You hear it all the time from new entrepreneurs: there are a lot of hoops to jump through on the way to getting established. While Duncan Shaw and Darren MacKay haven’t had to literally jump through those hoops, their latest start-up is consumed with shooting for them.
Shaw and MacKay are the proud co-owners of P.E.I.’s professional basketball team, the Summerside Storm. Neither had worked in the sports entertainment industry before founding the team last fall. They were, in fact, about as far away as you might get: owners of software development firm Cogsdale Corporation. Now, not only are they the owners of a new team in what is — to them — a new industry, they’re members of a new league too: The National Basketball League of Canada was founded in May of 2010, and is finishing its first regular season this March. If that name sounds familiar, that’s because there was a Canadian NBL once before, in the early ‘90s. That league folded before the second season ended, but this time, says Shaw, things look like they might be different.
“You are starting with established teams, which is different from other attempts. The business model is strong, we have a salary cap to keep costs under control, and we have some stuff that allows us to share revenue within the league if that comes to be and we have some national sponsors . . . so there’s certainly some strong reasons to think the league will make it and be successful.”
When it comes to jumping into a new business, starting a basketball team sounds like a pretty fun venture. And it has been, according to Duncan Shaw: “It’s a start-up business, so there’s real work to it, and there’s real issues. I don’t want it to sound like a trip to Disney. But yeah, it’s an awful lot of fun.”
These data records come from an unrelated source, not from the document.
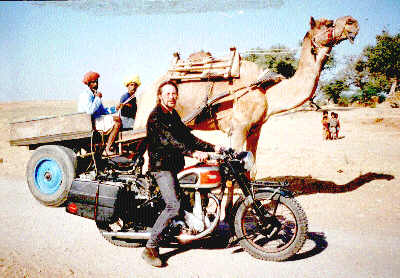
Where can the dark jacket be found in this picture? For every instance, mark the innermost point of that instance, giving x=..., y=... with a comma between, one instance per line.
x=169, y=139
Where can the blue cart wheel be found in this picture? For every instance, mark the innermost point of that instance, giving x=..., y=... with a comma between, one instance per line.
x=50, y=173
x=48, y=176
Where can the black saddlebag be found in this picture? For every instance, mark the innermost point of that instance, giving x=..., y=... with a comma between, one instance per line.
x=92, y=199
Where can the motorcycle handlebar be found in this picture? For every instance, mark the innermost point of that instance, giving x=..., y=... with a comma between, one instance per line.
x=215, y=156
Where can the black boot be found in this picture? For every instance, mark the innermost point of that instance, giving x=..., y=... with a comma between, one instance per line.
x=152, y=257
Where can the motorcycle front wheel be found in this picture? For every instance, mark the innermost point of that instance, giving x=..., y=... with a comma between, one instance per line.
x=279, y=241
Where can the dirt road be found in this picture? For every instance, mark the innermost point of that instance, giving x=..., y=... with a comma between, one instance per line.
x=38, y=241
x=349, y=189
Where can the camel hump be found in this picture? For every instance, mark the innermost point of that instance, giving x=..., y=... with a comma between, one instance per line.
x=267, y=79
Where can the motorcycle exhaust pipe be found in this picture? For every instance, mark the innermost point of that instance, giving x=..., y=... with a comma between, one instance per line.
x=128, y=235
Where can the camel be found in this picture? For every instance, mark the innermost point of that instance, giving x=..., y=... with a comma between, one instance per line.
x=242, y=114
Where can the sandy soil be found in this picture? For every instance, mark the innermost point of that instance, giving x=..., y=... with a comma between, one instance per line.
x=349, y=189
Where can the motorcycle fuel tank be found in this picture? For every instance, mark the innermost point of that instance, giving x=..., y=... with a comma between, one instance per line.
x=200, y=176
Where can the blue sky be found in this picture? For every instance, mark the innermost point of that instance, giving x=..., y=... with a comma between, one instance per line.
x=46, y=49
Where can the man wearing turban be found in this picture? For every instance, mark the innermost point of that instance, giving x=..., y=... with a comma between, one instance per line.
x=90, y=103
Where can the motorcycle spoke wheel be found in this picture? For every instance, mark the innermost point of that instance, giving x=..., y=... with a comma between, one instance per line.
x=283, y=239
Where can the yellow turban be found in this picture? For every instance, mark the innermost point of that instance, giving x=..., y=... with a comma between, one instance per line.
x=132, y=79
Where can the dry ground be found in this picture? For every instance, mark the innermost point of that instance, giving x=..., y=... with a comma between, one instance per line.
x=349, y=189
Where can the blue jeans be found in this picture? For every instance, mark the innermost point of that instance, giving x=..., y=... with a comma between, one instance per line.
x=168, y=184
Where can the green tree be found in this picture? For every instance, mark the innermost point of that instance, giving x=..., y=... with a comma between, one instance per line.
x=383, y=60
x=333, y=89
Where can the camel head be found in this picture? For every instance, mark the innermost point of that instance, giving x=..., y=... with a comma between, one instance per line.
x=328, y=33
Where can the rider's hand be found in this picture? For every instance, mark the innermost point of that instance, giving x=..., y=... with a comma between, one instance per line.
x=219, y=148
x=201, y=156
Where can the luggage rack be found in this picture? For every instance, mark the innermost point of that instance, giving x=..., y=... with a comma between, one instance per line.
x=206, y=67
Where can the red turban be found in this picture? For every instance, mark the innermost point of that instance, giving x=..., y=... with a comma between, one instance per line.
x=90, y=76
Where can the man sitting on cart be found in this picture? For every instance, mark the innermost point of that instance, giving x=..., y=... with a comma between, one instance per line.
x=90, y=102
x=127, y=104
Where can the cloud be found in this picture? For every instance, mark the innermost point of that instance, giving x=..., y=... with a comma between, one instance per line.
x=128, y=7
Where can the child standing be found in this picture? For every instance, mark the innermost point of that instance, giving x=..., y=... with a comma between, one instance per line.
x=325, y=126
x=334, y=125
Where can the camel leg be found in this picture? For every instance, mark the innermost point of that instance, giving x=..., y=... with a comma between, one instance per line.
x=252, y=144
x=238, y=136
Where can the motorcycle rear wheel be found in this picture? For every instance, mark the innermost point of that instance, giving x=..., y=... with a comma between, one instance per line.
x=288, y=240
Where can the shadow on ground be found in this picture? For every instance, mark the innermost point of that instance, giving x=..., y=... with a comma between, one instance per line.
x=308, y=185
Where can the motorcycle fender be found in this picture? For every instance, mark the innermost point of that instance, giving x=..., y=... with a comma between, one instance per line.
x=273, y=196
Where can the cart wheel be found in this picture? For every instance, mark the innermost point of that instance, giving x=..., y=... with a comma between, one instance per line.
x=50, y=172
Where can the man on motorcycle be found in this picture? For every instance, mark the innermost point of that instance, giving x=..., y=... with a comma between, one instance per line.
x=168, y=141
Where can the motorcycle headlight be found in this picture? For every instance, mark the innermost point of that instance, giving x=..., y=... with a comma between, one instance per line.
x=248, y=160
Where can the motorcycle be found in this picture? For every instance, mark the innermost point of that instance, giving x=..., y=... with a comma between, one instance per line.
x=266, y=219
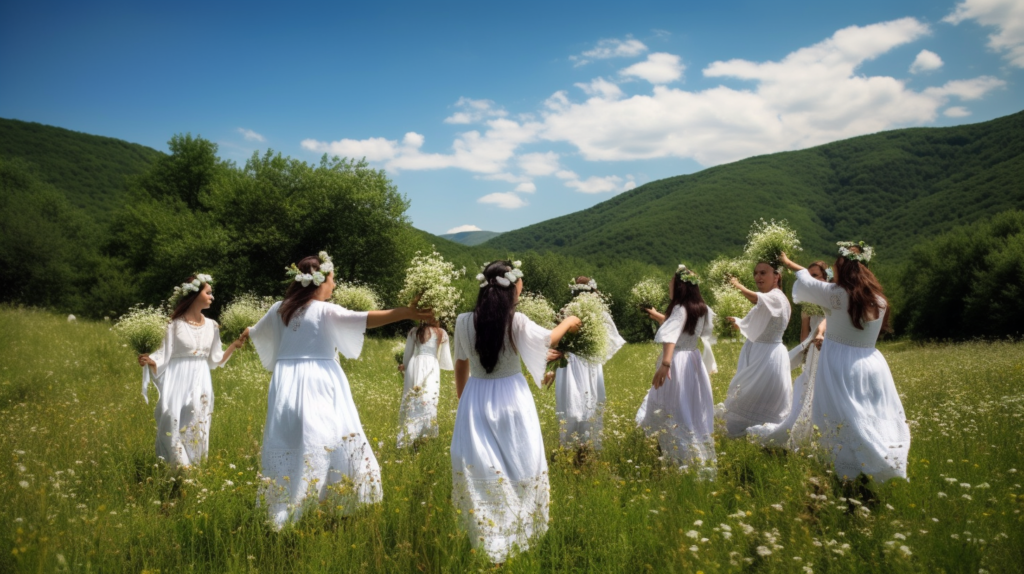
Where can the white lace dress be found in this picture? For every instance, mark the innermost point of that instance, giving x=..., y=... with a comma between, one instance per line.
x=580, y=395
x=499, y=467
x=313, y=443
x=798, y=430
x=856, y=406
x=762, y=389
x=681, y=413
x=424, y=361
x=184, y=409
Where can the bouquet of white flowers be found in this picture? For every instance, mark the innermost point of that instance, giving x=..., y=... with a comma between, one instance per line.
x=245, y=311
x=537, y=308
x=355, y=297
x=431, y=277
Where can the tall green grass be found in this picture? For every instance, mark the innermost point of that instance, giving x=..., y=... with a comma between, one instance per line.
x=84, y=492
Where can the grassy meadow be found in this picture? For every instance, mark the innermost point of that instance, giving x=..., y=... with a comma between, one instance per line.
x=83, y=491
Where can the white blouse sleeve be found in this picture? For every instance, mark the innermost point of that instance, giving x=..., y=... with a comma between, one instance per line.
x=672, y=327
x=532, y=342
x=771, y=304
x=265, y=336
x=345, y=328
x=615, y=341
x=444, y=353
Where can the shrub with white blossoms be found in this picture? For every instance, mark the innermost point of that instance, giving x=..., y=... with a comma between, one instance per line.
x=245, y=311
x=355, y=297
x=537, y=308
x=431, y=277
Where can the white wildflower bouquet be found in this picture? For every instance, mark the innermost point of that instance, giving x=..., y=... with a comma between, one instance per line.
x=355, y=297
x=591, y=341
x=768, y=239
x=431, y=277
x=245, y=311
x=649, y=294
x=537, y=308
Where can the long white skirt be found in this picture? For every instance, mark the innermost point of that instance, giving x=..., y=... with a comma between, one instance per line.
x=313, y=442
x=798, y=430
x=580, y=402
x=859, y=412
x=762, y=389
x=184, y=411
x=499, y=467
x=418, y=413
x=682, y=412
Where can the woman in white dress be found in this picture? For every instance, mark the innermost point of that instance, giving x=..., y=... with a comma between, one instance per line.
x=499, y=466
x=679, y=406
x=856, y=406
x=762, y=389
x=427, y=352
x=798, y=431
x=313, y=443
x=181, y=373
x=580, y=387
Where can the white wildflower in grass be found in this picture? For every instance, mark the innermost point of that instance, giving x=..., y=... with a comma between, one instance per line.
x=431, y=277
x=647, y=294
x=355, y=297
x=537, y=309
x=245, y=311
x=591, y=341
x=768, y=239
x=142, y=328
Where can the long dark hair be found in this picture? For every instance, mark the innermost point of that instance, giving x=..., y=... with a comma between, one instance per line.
x=493, y=315
x=688, y=297
x=181, y=307
x=864, y=291
x=297, y=296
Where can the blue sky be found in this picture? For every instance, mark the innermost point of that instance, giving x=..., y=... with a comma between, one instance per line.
x=501, y=116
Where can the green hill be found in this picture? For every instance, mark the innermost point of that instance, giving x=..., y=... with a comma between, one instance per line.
x=90, y=170
x=892, y=189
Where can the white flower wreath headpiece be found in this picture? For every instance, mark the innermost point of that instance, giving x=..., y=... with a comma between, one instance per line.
x=316, y=277
x=189, y=287
x=866, y=251
x=506, y=280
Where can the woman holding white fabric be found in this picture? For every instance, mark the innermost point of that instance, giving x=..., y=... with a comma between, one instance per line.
x=181, y=372
x=580, y=387
x=762, y=389
x=798, y=431
x=427, y=352
x=499, y=467
x=679, y=406
x=856, y=406
x=312, y=440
Most of the frustrations are the same as you might have with any young business getting off the ground — principally, that everything takes longer than it should. Last fall, everything seemed to happen at the last minute, including a coach hired at “the eleventh hour” and a stadium contract signed only a week before the first game. With those hurdles out of the way, though, professional basketball has been very much “game on” in P.E.I.
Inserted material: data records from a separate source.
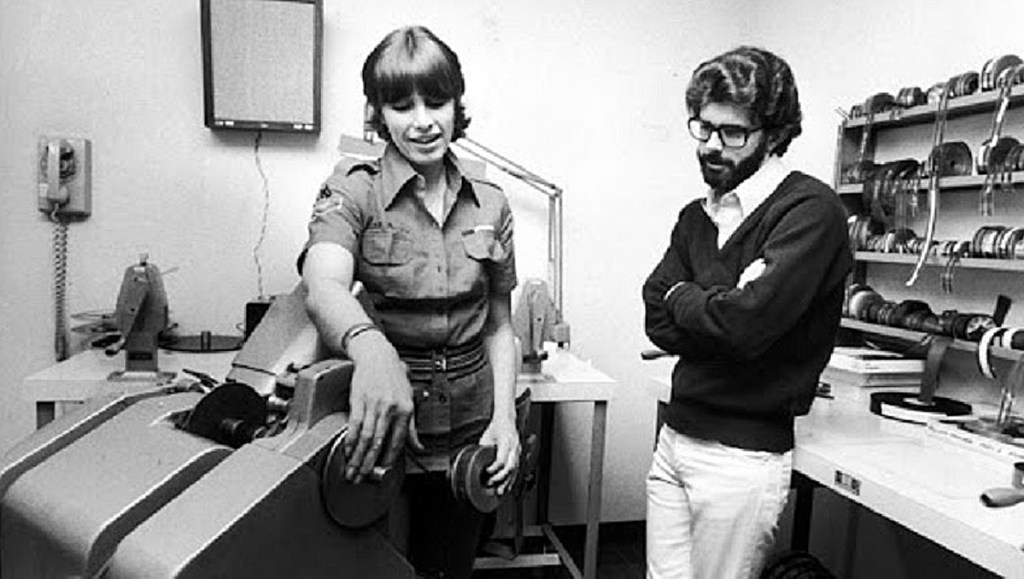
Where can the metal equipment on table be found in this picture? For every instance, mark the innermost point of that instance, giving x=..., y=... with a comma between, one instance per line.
x=140, y=317
x=184, y=481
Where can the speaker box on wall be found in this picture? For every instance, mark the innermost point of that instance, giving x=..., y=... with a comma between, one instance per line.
x=261, y=64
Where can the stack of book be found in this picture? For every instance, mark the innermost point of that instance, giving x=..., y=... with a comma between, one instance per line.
x=865, y=367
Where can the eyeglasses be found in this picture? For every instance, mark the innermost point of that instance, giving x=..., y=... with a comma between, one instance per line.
x=732, y=136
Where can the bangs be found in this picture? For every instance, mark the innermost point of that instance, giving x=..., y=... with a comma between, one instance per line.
x=414, y=66
x=731, y=80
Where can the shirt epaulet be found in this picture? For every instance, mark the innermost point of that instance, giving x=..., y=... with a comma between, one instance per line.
x=348, y=165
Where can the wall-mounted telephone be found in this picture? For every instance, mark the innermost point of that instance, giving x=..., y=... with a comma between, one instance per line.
x=65, y=178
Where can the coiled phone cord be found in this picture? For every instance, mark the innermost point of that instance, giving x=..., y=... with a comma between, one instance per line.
x=59, y=285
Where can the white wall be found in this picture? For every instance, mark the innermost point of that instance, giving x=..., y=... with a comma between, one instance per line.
x=587, y=93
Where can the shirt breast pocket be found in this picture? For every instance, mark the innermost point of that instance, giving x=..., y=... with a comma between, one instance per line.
x=384, y=246
x=482, y=245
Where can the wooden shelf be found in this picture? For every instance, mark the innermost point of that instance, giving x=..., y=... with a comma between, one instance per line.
x=913, y=336
x=923, y=114
x=940, y=261
x=950, y=182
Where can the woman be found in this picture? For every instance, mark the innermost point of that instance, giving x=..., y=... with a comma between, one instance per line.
x=433, y=250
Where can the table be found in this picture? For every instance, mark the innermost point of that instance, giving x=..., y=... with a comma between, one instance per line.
x=564, y=379
x=85, y=375
x=927, y=485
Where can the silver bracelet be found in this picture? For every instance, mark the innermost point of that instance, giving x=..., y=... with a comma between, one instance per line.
x=353, y=331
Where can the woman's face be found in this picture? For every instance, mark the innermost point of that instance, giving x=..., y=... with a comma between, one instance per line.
x=421, y=128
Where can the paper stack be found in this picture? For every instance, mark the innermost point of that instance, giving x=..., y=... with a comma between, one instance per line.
x=865, y=367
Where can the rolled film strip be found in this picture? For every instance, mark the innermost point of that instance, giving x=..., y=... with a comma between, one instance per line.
x=984, y=348
x=910, y=96
x=995, y=70
x=468, y=474
x=950, y=159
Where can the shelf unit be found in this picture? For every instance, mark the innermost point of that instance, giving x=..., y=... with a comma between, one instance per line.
x=901, y=132
x=914, y=336
x=960, y=107
x=940, y=261
x=950, y=182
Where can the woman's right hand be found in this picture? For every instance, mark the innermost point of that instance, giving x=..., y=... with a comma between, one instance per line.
x=381, y=405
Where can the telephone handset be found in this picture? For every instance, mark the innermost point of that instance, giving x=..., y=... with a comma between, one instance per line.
x=64, y=182
x=57, y=166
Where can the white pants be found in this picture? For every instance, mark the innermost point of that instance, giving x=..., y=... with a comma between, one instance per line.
x=712, y=509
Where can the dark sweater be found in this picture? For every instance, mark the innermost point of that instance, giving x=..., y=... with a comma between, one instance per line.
x=750, y=359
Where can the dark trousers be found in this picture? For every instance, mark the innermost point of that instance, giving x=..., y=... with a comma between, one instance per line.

As far as business models go, this one follows a “Field of Dreams” type of scenario: If the Storm is successful in attracting the fans, it’s expected the revenue will flow naturally. The team hopes to earn 40 per cent of its revenue from attendance, 40 per cent from sponsorships, and the final 20 per cent from merchandise and incidentals.
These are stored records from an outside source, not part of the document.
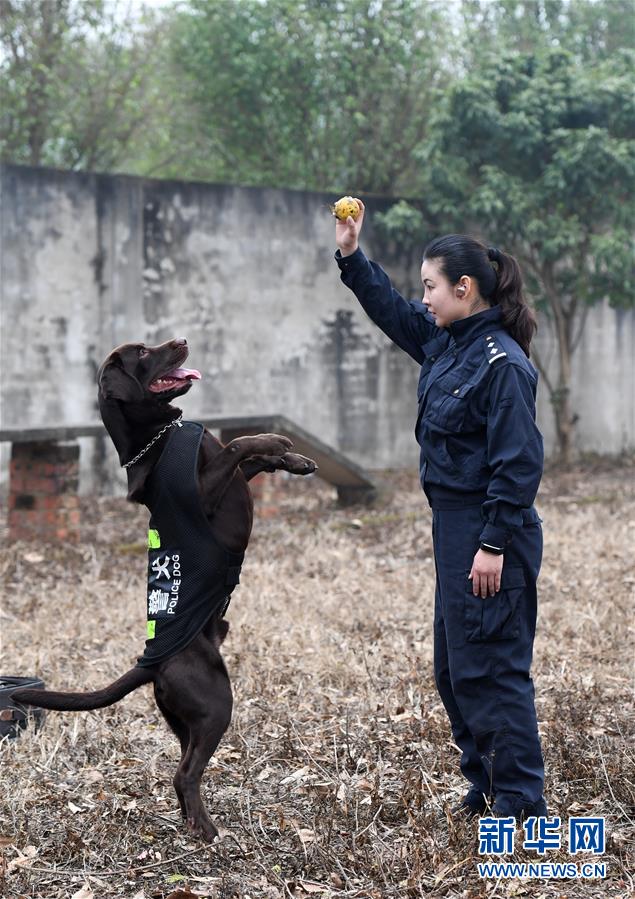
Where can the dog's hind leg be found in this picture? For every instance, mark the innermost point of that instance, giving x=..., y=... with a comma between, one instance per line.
x=183, y=733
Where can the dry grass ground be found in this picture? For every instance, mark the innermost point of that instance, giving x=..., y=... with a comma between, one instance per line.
x=336, y=776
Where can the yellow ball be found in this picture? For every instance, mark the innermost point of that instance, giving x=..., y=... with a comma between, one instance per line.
x=344, y=207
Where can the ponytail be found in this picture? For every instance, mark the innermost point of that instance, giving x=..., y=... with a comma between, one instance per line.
x=518, y=318
x=498, y=276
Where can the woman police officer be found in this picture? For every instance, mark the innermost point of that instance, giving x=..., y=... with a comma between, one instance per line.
x=481, y=463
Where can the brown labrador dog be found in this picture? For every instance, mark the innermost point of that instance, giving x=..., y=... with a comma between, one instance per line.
x=191, y=687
Surprisingly, however, Shaw says that making money was never his or MacKay’s primary goal when they took on the Summerside Storm. He says they bought into the league because they believed it would be an important community-building initiative. And community they have. Talking to the co-owners, it sounds as if team members spend all their time visiting schools and hospitals, leading reading programs or fundraising for breast cancer research and youth basketball.
The game held on January 20 was an apt case in point. That night, the Storm won their first home game in seven weeks, on a league-wide “Cure on the Court” breast cancer awareness night, in front of a 75 per cent capacity crowd of 3,094 fans at Credit Union Place. It was a close match, with the Oshawa Power starting strong, then lagging in the last quarter.
During the game, Shaw and MacKay announced that they would personally match fan donations, which totaled $2,200 by the end of the night. At the same game, in an entirely different fundraising venture, the Storm presented P.E.I. minor basketball with a cheque for almost $5,000. Final score: 129 to 121 for the Summerside Storm and an unbroken winning streak for the community.